Le procès pour trafic sexuel du magnat du hip-hop P. Diddy s'ouvre à New York
La sélection du jury a commencé lundi au procès à New York de P. Diddy, figure centrale et influente du hip-hop accusée d'avoir mis son empire au service d'un système violent et sans pitié de trafic sexuel.
Au premier jour de ce procès, l'un des plus attendus de l'année aux Etats-Unis, de nombreux journalistes et curieux ont fait la queue pendant des heures pour entrer au tribunal fédéral de Manhattan, où le rappeur et producteur de 55 ans encourt la prison à vie s'il est reconnu coupable.
"Allons, ne soyez pas timide", a lancé le juge Arun Subramanian au premier groupe de jurés potentiels, qui doivent répondre à un questionnaire de 14 pages sur leur capacité à juger sereinement cette vaste affaire de violences sexuelles.
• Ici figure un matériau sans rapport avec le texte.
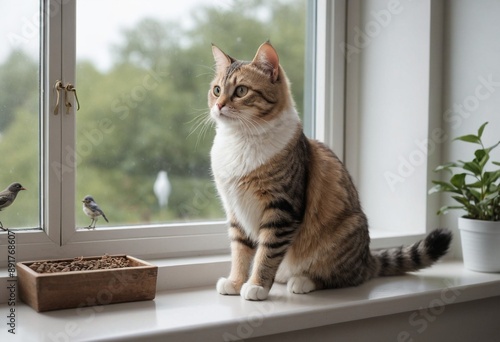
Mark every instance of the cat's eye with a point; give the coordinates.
(241, 91)
(217, 91)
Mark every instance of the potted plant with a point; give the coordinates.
(477, 191)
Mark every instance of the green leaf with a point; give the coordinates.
(482, 157)
(476, 194)
(446, 167)
(443, 187)
(469, 138)
(492, 147)
(477, 185)
(481, 129)
(461, 200)
(458, 180)
(491, 177)
(474, 167)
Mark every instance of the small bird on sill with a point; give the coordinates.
(92, 210)
(8, 196)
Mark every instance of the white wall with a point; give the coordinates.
(471, 56)
(387, 111)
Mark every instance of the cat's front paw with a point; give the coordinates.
(226, 287)
(254, 292)
(300, 285)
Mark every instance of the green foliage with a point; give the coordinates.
(145, 113)
(481, 197)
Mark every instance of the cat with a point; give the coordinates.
(294, 213)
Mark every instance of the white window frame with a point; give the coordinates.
(58, 238)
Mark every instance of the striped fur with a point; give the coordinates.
(294, 213)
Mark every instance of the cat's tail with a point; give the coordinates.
(422, 254)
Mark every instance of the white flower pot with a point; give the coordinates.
(480, 244)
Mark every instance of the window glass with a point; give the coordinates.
(143, 71)
(19, 110)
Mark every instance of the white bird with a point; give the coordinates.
(162, 188)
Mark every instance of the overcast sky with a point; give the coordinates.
(99, 23)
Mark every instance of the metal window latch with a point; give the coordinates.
(68, 88)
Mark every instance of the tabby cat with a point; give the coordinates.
(294, 213)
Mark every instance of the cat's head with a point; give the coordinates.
(249, 95)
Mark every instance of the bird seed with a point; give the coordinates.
(80, 264)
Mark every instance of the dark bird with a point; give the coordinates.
(8, 196)
(92, 210)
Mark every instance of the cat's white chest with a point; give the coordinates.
(236, 154)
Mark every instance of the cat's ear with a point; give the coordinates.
(222, 61)
(267, 59)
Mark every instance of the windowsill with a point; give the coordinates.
(202, 314)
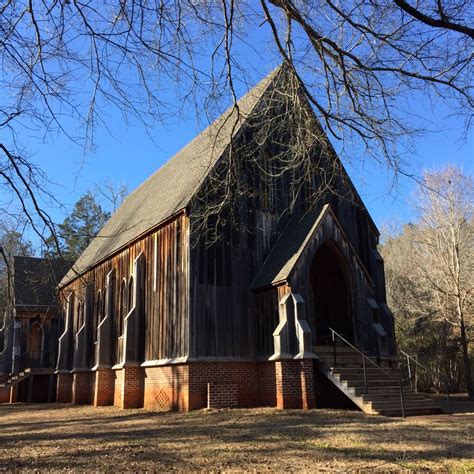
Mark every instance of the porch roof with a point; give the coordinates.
(288, 248)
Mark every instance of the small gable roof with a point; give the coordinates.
(171, 188)
(35, 281)
(286, 252)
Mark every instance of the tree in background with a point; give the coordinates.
(78, 229)
(12, 243)
(430, 274)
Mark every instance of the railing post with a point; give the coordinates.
(334, 347)
(416, 374)
(402, 398)
(409, 371)
(365, 375)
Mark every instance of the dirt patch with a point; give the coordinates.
(73, 437)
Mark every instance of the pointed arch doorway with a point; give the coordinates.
(332, 299)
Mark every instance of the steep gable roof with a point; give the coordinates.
(286, 252)
(171, 187)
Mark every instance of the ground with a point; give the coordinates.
(51, 437)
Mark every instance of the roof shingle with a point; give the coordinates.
(171, 188)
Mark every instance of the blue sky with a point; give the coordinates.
(131, 155)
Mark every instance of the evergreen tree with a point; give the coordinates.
(11, 244)
(78, 229)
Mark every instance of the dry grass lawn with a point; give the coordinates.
(52, 437)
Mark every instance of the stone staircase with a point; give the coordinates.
(377, 392)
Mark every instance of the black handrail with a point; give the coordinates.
(364, 359)
(428, 371)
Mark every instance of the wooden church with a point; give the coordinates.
(228, 280)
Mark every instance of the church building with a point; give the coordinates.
(243, 273)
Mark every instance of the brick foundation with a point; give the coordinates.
(118, 383)
(14, 393)
(222, 395)
(104, 387)
(64, 388)
(166, 388)
(83, 388)
(295, 384)
(132, 387)
(282, 384)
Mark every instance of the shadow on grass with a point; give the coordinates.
(79, 436)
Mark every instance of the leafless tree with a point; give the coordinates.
(360, 65)
(430, 266)
(445, 250)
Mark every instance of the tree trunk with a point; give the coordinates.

Le processus de sélection devrait durer une semaine et les premières plaidoiries de l'accusation et de la défense sont attendues le 12 mai. Le procès devrait s'étaler sur huit à dix semaines.
- Fêtes -
P. Diddy, de son vrai nom Sean Combs, est jugé pour trafic à des fins d'exploitation sexuelle, transport de personnes à des fins de prostitution, ainsi que des actes d'enlèvement, corruption et de violences regroupés sous l'inculpation d'entreprise criminelle.
Figure incontournable du hip-hop depuis les années 1990, il est accusé d'avoir mis son influence et son pouvoir au service d'un trafic qui obligeait des femmes à avoir de longs rapports sexuels avec des travailleurs du sexe.
Selon l'accusation, P. Diddy obligeait ses employés à distribuer des drogues aux victimes lors de ces marathons sexuels appelés "freak-offs", parfois enregistrés en vidéo.
En prison depuis son arrestation il y a huit mois à Manhattan, il croule en parallèle sous les accusations de violences sexuelles de plus d'une centaine de femmes et d'hommes devant la justice civile.
Une chute violente pour celui qui a amassé une fortune considérable depuis les années 1990 dans la musique, la mode et les boissons alcoolisées, et dont les fêtes opulentes attiraient le gratin du show-biz.
Le fondateur de Bad Boy Records, qui a eu sous son aile des stars comme la reine du hip-hop soul Mary J. Blige ou le rappeur The Notorious B.I.G. -- assassiné en 1997 -- clame son innocence. Il a refusé un accord de plaider-coupable proposé par l'accusation, dont les détails n'ont pas été révélés.
Le célèbre rappeur assure n'avoir eu que des relations sexuelles consenties. Son avocat Marc Agnifilo a évoqué un mode de vie "échangiste".
L'affaire secoue l'industrie musicale américaine, qui a plutôt échappé à la vague #MeToo, à l'exception de la vedette déchue du R&B R. Kelly, condamné à 30 ans de prison pour crimes sexuels en 2022.
"J'espère que (le procès) incitera d'autres victimes à se manifester", dit à l'AFP Caroline Heldman, cofondatrice de l'organisation Sound Off Coalition, qui lutte contre les violences sexuelles dans l'univers de la musique.
Selon elle, l'industrie musicale est encore un monde où se mélangent "les effets de la célébrité et du pouvoir sur les gens. Cela leur procure un déficit d'empathie, et le sentiment que les règles ne s'appliquent pas à eux."
- Aura -
Connu pour son image bling-bling, P. Diddy avait l'habitude de donner des fêtes somptueuses où se pressaient les célébrités sur la côte huppée des Hamptons, près de New York. Malgré une réputation violente, le natif d'Harlem, père de sept enfants, a longtemps maintenu son aura.
Son procès s'ouvre, comme un symbole, le même jour que le célèbre gala du Metropolitan Museum of Art (Met) de New York, rendez-vous mondain par excellence où il avait encore monté les marches en 2023, au milieu de dizaines d'autres célébrités.
La chanteuse de R&B Cassie, qui a été en couple avec Diddy, sera l'un des témoins les plus attendus. Une vidéo diffusée l'an dernier par CNN et captée par des caméras de surveillance avait montré Sean Combs se déchaîner violemment contre elle en 2016 dans un hôtel de Los Angeles.
Cassie avait déposé une plainte civile en 2023 contre le lauréat de plusieurs Grammy Awards, affirmant que son ancien compagnon l'avait soumise à plus d'une décennie de violences et un viol en 2018.
L'affaire s'était immédiatement réglée à l'amiable mais avait ouvert la voie à une longue série d'accusations d'agressions sexuelles et de viols contre lui.